Dari laporan-laporan tersebut, Bawaslu sampai saat ini masih melakukan kajian apakah akan mengeluarkan rekomendasi soal pemungutan suara ulang (PSU) berikut penjelasannya.

Koordinator Divisi Pencegahan, Humas dan Parmas Bawaslu Mimika, Salahudin Renyaan mengatakan, dalam pelaksanaan proses pemungutan dan penghitungan suara Pemilu 2024, pihaknya terus melakukan pengawasan. Dari hasil monitoring yang dilakukan di lapangan, Bawaslu menemukan banyak persoalan yang terjadi.
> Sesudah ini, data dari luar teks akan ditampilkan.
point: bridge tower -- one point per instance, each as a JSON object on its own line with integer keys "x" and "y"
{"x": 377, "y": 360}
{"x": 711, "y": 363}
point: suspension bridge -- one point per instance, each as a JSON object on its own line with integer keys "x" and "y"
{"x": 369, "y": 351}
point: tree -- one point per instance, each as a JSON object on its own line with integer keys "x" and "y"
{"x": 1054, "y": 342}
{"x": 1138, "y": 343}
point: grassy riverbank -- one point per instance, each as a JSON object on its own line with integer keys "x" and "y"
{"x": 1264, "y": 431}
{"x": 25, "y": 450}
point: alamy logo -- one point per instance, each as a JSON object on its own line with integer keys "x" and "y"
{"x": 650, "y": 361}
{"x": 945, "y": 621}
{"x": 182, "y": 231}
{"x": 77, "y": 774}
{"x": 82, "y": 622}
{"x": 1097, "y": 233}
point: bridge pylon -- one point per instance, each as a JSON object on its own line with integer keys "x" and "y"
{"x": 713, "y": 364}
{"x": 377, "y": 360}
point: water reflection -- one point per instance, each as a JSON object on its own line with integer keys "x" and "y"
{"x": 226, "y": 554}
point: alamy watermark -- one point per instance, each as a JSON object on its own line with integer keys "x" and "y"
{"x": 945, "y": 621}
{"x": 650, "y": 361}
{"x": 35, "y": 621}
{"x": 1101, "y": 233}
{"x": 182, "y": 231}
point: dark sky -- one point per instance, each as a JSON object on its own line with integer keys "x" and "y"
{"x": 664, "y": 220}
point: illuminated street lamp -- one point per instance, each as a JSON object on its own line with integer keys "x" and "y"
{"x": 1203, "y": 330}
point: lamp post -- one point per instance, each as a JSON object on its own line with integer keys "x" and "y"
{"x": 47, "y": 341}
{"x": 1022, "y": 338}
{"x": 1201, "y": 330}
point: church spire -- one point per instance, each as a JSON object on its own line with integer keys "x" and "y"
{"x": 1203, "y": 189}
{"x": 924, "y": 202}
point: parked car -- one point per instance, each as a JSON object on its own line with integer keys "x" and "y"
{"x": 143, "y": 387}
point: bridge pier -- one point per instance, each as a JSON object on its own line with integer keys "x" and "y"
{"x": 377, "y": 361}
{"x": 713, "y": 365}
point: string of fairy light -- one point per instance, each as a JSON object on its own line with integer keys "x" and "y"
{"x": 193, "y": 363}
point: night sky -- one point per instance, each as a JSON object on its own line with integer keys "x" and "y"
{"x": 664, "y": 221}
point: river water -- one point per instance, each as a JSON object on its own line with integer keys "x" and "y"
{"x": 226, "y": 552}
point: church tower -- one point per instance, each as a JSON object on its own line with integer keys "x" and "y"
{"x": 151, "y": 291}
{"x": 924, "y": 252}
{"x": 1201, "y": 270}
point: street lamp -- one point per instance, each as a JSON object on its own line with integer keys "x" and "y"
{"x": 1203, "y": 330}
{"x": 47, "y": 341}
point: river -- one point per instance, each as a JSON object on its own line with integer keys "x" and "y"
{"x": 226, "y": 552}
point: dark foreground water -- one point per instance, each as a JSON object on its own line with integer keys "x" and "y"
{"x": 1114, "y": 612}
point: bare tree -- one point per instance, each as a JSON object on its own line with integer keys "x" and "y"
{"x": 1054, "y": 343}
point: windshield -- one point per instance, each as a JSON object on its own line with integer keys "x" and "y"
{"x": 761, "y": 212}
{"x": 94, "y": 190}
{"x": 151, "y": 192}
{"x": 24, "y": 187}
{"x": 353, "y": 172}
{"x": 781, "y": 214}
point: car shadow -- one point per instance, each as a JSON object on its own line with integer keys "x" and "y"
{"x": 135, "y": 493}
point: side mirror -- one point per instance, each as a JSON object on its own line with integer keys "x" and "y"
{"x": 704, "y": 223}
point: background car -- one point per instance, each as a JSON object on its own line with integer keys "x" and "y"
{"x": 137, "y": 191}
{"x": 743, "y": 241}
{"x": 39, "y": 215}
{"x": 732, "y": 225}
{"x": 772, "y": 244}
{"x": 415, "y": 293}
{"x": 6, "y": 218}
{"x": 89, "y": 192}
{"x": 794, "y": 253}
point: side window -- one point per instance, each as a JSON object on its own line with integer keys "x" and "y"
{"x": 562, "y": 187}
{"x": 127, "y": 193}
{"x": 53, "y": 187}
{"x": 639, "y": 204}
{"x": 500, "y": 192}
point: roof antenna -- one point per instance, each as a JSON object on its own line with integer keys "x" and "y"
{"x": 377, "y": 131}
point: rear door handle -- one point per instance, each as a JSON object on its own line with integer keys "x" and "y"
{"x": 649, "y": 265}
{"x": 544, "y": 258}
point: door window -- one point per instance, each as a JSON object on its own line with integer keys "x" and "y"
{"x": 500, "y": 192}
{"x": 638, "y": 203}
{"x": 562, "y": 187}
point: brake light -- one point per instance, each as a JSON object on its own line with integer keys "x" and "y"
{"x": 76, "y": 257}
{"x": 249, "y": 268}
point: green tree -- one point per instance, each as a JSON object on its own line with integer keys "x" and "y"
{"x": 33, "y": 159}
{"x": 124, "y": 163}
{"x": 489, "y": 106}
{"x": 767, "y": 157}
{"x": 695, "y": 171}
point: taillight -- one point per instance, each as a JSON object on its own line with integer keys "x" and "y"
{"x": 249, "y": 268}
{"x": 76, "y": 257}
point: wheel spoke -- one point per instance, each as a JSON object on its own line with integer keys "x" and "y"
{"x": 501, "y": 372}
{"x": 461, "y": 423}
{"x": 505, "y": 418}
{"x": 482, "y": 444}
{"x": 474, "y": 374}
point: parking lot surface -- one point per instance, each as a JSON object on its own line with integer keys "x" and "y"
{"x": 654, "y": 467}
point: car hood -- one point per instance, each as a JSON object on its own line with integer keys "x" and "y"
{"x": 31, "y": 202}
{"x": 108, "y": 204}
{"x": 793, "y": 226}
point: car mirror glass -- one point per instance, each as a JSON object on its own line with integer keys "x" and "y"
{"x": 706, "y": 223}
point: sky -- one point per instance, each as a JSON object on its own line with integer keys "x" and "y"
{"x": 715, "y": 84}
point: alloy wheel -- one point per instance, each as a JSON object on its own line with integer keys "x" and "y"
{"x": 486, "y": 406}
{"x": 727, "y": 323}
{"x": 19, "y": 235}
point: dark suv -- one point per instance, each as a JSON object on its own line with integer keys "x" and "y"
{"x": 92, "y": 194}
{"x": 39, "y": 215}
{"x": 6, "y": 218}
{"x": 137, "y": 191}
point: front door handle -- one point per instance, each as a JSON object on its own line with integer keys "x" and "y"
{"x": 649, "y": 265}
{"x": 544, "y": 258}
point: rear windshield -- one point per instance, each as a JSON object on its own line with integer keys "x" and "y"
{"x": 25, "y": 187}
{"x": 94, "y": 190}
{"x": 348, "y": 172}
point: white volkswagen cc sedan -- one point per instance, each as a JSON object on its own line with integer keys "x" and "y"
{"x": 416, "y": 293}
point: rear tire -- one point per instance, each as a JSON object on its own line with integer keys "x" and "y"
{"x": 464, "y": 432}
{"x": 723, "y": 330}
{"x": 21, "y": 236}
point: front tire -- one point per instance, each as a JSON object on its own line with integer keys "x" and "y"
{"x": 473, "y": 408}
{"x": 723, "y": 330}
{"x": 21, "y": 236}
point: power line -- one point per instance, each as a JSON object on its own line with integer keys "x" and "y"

Persoalan-persoalan yang ditemukan seperti misalnya, penggunaan hak pilih yang tidak didapatkan oleh warga, sampai dengan tidak diterimanya formulir C salinan oleh Bawaslu dari petugas KPPS, dalam hal ini Pengawas Tempat Pemungutan Suara (PTPS).

Lantaran tidak menerima formulir C salinan, Bawaslu pun tak bisa mengetahui secara langsung hasil perolehan suara para caleg. Pengawas tidak diberikan formulir C salinan, berita acara, DPT dan absensi.

“Itu kendala krusial di lapangan, selain masih banyak hal-hal lainnya,” kata Salahudin saat ditemui di Kantor Gakkumdu Mimika, Kamis (15/2/2024).

Atas kondisi tersebut, Bawaslu sudah menerima hampir 10 laporan terkait banyaknya warga gagal menggunakan hak suara dan lainnya, dalam proses pemungutan suara Pemilu 2024.

“Sudah ada laporan yang masuk di Bawaslu saat ini,” kata Salahuddin.

Dari laporan-laporan yang sudah masuk tersebut, menurut Salahuddin, berpotensi untuk dilakukan pemungutan suara ulang (PSU). Namun, Bawaslu sampai saat ini belum bisa memberikan penjelasan sebelum melakukan kajian sesuai mekanisme yang telah diatur dalam Pasal 372-375 Undang-undang Nomor 7 tahun 2017 tentang Pemilu.

“Kami akan pelajari hal-hal apa yang terjadi, sehingga kita bisa memberikan rekomendasi apakah dilakukan PSU atau tidak,” jelasnya.

Dikatakan, PSU bisa dilakukan jika ada musibah atau bencana alam, kemudian adanya konflik dan pelanggaran yang dilakukan oleh penyelenggara ditingkat TPS. Kemudian, adanya oknum yang menggunakan kewenangan dan menyebabkan terjadinya pelanggaran dalam proses pemungutan suara.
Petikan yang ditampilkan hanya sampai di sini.